㊟成均館スキャンダルの登場人物による創作です。
ご注意ください。
声もなく本だらけの小さな部屋を眺めるジェシンに、ごちゃごちゃしていますでしょ、と笑っている。乱雑な印象はない。きちんと書棚に並んでいて、ユニが本を丁寧に扱う人だというのが良く分かる光景だった。ただ、本の種類が雑多で、大きさや背表紙の色などの違いのせいで統一感がないだけだった。
「図書館じゃないんだ。こんなもんだろう。」
「ふふ。大体の本の置き場所はなんとなく把握してるんですけど、ちょっとしまう場所を変えると大変なんです。」
「それはなんとなく分かる。」
ジェシンは扉を閉め、ここがベランダ、と言いながら歩くユニについていった。
「しかしすごい蔵書量だが、必要なものはすべて購入しているのか?」
「大概のものはネットで購入できるんですけど、絶版のものなんかは手に入りにくいですよね。そういうのは図書館で借りたり・・・あ、借りてもらってました。」
「じゃあ、それも俺が引き継げばいいんだな。」
「すみません・・・。」
ベランダの窓を開けて、高層マンションの中層階とはいえなかなかいい眺めを見ながらそんな話をし、ユニは今度は玄関へ向かう扉を開けた。
「ものすごいプライベートの部分はいいんだ、無理しないでくれ。」
「でもコロ先輩だってトイレぐらい使うでしょ。」
ここがトイレ。ここが洗面所とおお風呂なんかの水回り、そしてここが。
「寝し・・・。」
さすがにここはいい、とジェシンが扉を押さえたので、ユニはきょとんとした顔で見上げてきた。ベッドルームなんておいそれと他人に見せるな、ついでに俺は男だ、と声を大にして言いたい。

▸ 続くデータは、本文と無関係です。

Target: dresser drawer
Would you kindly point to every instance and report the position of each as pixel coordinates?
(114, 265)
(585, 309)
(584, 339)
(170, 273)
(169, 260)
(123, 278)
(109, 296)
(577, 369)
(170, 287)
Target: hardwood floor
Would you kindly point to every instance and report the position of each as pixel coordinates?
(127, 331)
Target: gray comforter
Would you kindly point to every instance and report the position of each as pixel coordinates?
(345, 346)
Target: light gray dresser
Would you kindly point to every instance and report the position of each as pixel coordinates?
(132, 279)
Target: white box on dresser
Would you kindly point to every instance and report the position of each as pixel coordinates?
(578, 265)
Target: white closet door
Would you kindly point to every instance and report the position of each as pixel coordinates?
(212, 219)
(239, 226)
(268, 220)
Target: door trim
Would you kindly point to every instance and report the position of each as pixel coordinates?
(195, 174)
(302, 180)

作家と編集者の関係を、先輩編集者はユニに肩入れすることによって、だいぶ親密なものにしてしまったことをまざまざと感じて頭を抱えそうになる。
「でも、私が万が一倒れたりしたら・・・。」
「その時は遠慮なくどこでも捜索するから、今はいい・・・。」
はあい、と言いながらも首を傾げたユニは、あっけなくリビングに戻っていった。それを追いながら、小さくため息をつく。

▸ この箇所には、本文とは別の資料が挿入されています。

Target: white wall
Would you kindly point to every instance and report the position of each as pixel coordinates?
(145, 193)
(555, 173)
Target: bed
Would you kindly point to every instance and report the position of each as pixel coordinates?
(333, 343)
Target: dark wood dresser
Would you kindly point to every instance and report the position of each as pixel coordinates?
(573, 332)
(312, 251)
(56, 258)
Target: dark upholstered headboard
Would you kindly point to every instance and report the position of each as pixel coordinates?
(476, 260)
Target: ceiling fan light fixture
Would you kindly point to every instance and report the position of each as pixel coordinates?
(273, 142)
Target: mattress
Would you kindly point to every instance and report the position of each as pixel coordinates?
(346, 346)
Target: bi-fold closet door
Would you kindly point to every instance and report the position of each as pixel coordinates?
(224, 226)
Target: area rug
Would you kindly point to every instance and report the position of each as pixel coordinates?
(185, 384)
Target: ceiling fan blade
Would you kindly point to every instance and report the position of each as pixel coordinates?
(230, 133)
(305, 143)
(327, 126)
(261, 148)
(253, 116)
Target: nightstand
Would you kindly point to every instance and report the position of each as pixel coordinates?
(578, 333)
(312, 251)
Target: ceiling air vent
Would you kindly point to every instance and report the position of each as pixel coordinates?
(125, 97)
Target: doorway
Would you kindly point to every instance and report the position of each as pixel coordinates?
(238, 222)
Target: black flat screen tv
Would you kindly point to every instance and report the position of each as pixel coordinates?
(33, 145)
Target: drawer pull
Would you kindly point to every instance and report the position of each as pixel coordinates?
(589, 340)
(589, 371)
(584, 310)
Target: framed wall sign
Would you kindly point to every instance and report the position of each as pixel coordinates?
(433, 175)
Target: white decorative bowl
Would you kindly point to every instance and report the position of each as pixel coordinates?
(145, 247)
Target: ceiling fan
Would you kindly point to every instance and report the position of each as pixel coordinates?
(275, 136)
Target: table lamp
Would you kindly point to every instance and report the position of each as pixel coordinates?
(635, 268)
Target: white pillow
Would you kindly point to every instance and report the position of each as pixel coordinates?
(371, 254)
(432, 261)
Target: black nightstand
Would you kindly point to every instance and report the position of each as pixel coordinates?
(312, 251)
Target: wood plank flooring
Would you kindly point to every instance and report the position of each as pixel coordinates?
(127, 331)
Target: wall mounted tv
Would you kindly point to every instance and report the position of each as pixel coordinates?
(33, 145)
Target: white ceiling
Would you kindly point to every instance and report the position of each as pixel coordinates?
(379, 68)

どこもかしこも、ふわりと漂う香りが優しい女性のものなのだ。流石にジェシンだってそれぐらいは感じる。そしてその香りが一人暮らしのユニの香りだという事も。
ジェシンにとって、ユニは後輩の姉、そして自分にとっては大学の後輩に過ぎなかった。編集長の言った通り、学部も在籍年度も違う。ユンシクがいなければ、キャンパスで通り過ぎるだけで存在などお互いに意識することのない相手だったろう。ユンシクを通じて関わり合ったのも数度。知り合ってからはそれこそ構内で会えば挨拶をし、少し雑談を交わすぐらいの間柄だった。それでも、女子学生とはほとんど関わりを持たなかったジェシンにとっては珍しい交友関係の一人で、好感を持っていた人物でもあった。

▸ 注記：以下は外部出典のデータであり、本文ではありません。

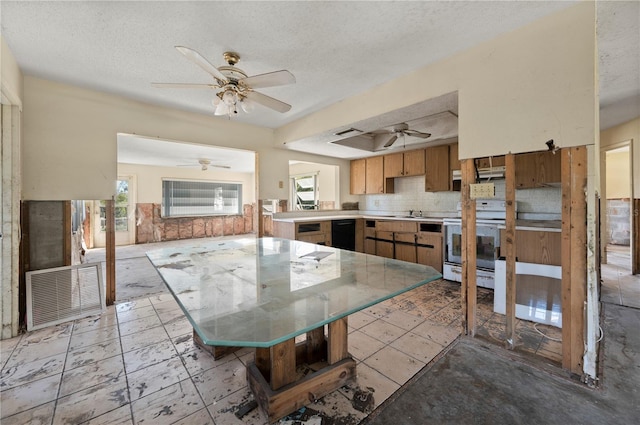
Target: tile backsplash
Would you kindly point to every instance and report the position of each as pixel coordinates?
(410, 195)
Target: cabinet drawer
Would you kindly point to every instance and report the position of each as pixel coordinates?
(405, 237)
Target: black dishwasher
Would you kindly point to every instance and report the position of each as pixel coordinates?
(343, 234)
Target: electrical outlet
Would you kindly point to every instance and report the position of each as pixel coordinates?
(482, 190)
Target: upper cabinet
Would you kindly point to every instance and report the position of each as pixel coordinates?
(367, 176)
(537, 169)
(404, 164)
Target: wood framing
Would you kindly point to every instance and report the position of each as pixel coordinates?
(574, 256)
(510, 248)
(110, 251)
(468, 286)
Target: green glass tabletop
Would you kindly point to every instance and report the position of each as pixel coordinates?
(260, 292)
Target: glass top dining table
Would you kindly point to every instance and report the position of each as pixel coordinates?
(259, 292)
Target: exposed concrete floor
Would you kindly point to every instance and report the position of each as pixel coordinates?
(478, 383)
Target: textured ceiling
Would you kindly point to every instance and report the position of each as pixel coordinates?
(334, 49)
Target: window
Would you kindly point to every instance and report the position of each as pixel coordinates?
(182, 198)
(305, 194)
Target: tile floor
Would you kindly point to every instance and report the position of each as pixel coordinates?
(137, 363)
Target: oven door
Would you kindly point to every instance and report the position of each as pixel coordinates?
(487, 244)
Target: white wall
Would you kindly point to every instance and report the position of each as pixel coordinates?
(70, 135)
(515, 92)
(149, 180)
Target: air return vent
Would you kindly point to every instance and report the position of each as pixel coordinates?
(63, 293)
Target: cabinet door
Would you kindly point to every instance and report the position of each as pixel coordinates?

そんな女性の部屋に、堂々と許されて上がり込み、仕事上の関係という名において、部屋の隅々までを知ることを本人から許してもらう、その特別感がどうもくすぐったく気持ちのおさまりが悪い。
仕事仕事、とジェシンはユニを追ってリビングに入り、ポットで湯を沸かしているらしいユニを横目に、ソファに座って担いできたデイパックから、表紙デザインの候補を挟んだクリアファイルを出した。ついでに編集長から渡された焼き菓子の小箱を一つ。
ユニイ先生ね、お菓子が大好きなんだよね~。可愛いんだよ・・・。
あんたは父親か、というような顔で、先生に差し入れ、と渡してきた菓子箱。つぶれていなくてよかった、とほっとしたジェシンはそれを持ってカウンターキッチンへと向かった。
「これ、編集長が先生に差し入れって・・・。」
ユニは、コーヒーの粉を紙のフィルターに慎重に入れながらパッケージを見て、満開の笑顔を見せた。
「わあ!新作が出たんだわ!あら・・・。」
叫んだ後に、そのことに気付いたようにはにかむ頬がぽうっと赤らんだ。それが幼く見えて。
ジェシンの胸は、またくすぐったさに震えた。